There's also, almost always, depending on your elevation, etc., water problems of some sort with basements. I live just south of a submerged creek, and we get some wet basements here. My old guy lives quite near the lake, and we've watched a number of basements dug, fill up with water, repeat, etc.; lot of sump pumps on 24/7 'round there, and his is also a township that experiences a lot of power outages. If I were going to build there - no basement.
 
There's also, almost always, depending on your elevation, etc., water problems of some sort with basements. I live just south of a submerged creek, and we get some wet basements here. My old guy lives quite near the lake, and we've watched a number of basements dug, fill up with water, repeat, etc.; lot of sump pumps on 24/7 'round there, and his is also a township that experiences a lot of power outages. If I were going to build there - no basement.

The only time we've had an issue was when our sump pump acted up. After a couple rounds of that, the damn plumber stopped trying to fix it and put a much better one in. I think that one's being running without a problem for a decade now.
 
There's also, almost always, depending on your elevation, etc., water problems of some sort with basements. I live just south of a submerged creek, and we get some wet basements here. My old guy lives quite near the lake, and we've watched a number of basements dug, fill up with water, repeat, etc.; lot of sump pumps on 24/7 'round there, and his is also a township that experiences a lot of power outages. If I were going to build there - no basement.

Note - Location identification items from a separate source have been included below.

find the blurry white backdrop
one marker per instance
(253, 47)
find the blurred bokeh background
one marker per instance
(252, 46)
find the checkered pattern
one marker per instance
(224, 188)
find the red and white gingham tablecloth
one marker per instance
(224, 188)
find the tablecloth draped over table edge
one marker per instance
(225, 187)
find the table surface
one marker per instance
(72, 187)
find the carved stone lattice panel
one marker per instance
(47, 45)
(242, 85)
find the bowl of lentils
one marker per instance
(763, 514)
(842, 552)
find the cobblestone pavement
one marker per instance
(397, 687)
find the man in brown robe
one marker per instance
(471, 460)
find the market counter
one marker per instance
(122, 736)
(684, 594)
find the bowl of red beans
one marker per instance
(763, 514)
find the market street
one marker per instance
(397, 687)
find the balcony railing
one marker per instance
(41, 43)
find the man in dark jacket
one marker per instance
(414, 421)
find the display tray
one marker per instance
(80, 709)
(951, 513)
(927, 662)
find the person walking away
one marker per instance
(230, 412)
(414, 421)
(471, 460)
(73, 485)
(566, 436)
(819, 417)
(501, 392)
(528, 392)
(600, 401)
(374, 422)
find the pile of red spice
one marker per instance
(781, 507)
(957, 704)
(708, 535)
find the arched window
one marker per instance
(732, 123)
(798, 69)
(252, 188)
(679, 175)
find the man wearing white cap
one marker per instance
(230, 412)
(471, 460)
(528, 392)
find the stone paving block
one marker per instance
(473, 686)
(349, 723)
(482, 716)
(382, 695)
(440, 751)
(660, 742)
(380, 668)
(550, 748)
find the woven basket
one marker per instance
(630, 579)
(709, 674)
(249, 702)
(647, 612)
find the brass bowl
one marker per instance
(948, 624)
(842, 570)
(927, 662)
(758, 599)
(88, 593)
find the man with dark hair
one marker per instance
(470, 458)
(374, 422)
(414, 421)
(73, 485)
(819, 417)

Our sump pump does run often. We do have a backup and would certainly keep that area as is.
 
No sump pump here. Drainage is good and we have storm sewers. Can't say the same for my parents house. The basement flooded every few years.
 
No sump pump here. Drainage is good and we have storm sewers. Can't say the same for my parents house. The basement flooded every few years.

We're on the edge of a moraine and the soil is basically solid clay below about two feet so the drainage sucks big time.